Aftermath to Lattermath and the Iconomy of Psychiatry: Shifting from hospital-centric towards community-centric mental health-care ecosystems
DOI:
https://doi.org/10.1921/swssr20252532Keywords:
aftermath, lattermath, iconomy, shifting centre of gravity, hospital-centric, community-centric, mental healthcare ecosystemsAbstract
Drawing on Professor Emeritus Terry Smith’s work on Aftermath Architecture, we reflect on how the world’s purportedly ‘eternal’ architectural icons can be transformed in the public consciousness, by terrorism and political intrigue, into impermanent ‘soft targets’. In parallel we explore the grandiose ‘Iconomy’ of Psychiatry, and the decay of its grandiose institutional icons into stigmatizing stereotypes of dysfunctional mental health services.

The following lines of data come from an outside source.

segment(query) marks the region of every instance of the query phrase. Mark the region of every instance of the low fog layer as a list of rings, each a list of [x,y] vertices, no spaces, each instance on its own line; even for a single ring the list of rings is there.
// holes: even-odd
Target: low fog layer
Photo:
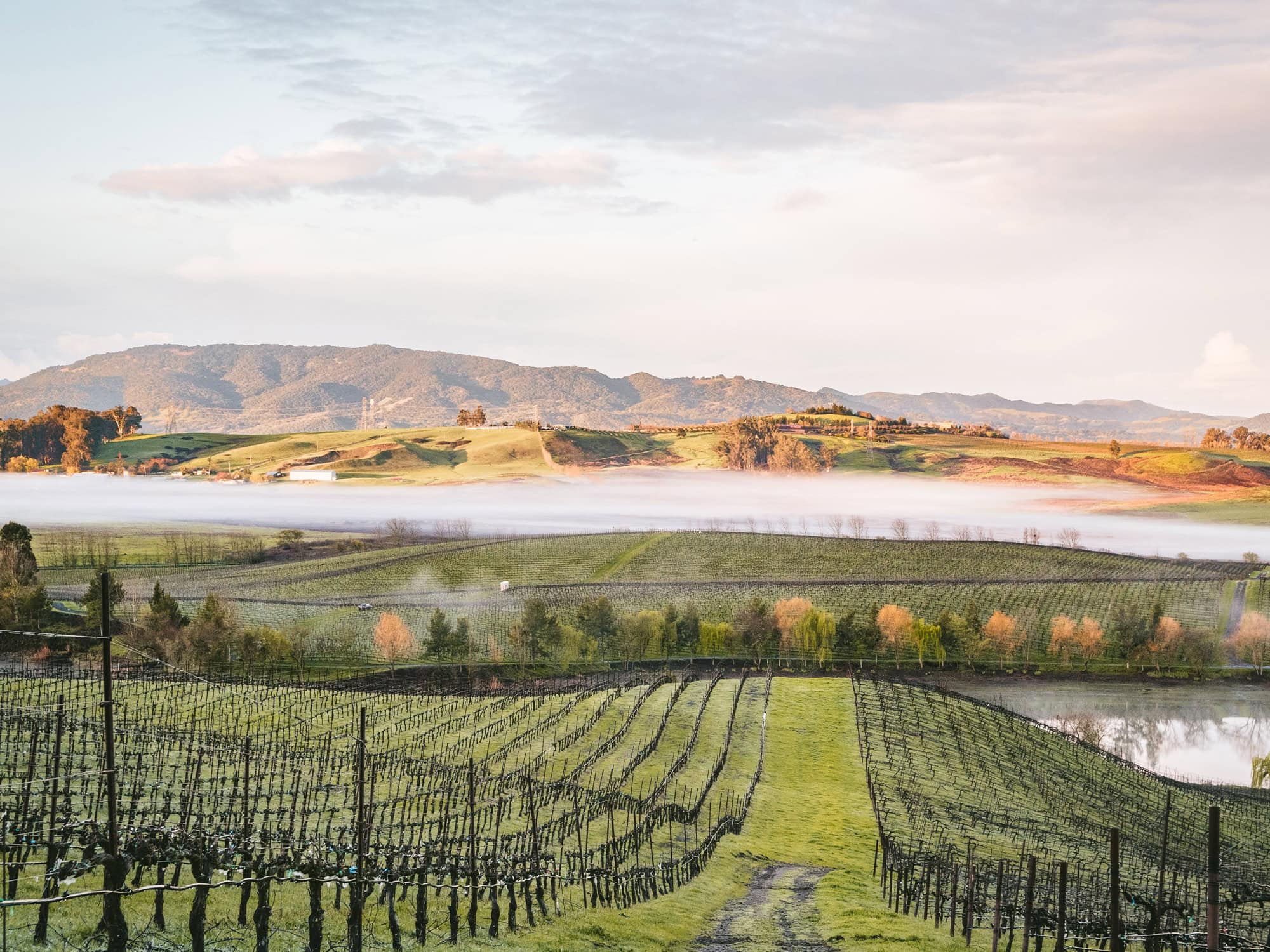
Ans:
[[[869,536],[890,536],[907,520],[923,538],[936,523],[942,538],[1017,541],[1025,527],[1052,542],[1078,529],[1087,548],[1139,555],[1270,557],[1265,528],[1181,518],[1087,512],[1100,501],[1147,494],[1133,486],[1011,486],[922,476],[848,473],[790,477],[742,472],[632,470],[593,477],[478,482],[455,486],[251,485],[166,477],[3,476],[0,515],[33,526],[215,522],[307,529],[373,529],[385,519],[470,519],[478,534],[602,532],[608,529],[738,529],[850,534],[866,520]]]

Professor Smith also invoked a related concept: the ‘Lattermath’, a late 15th century term for the new shoots of grass growing after harvest, to make the case that a renewal of hope is possible for architecture, prioritizing domestic and communal living. To achieve an enduring ‘Lattermath’ in psychiatry requires us to shift the centre of gravity of mental health services from being so hospital-centric towards community living. It also entails rebuilding mental health-care eco-systems which integrate clinical, lived experience, and carer expertise, while optimizing mental health and wellbeing outcomes., It also entails heeding First Nations caring for nature and community, their climate change activism and their resilience, and operationalizing human rights and an ‘invisible village’ or a co-designed local community of ongoing mental health care and support for individuals and families while ever they need it.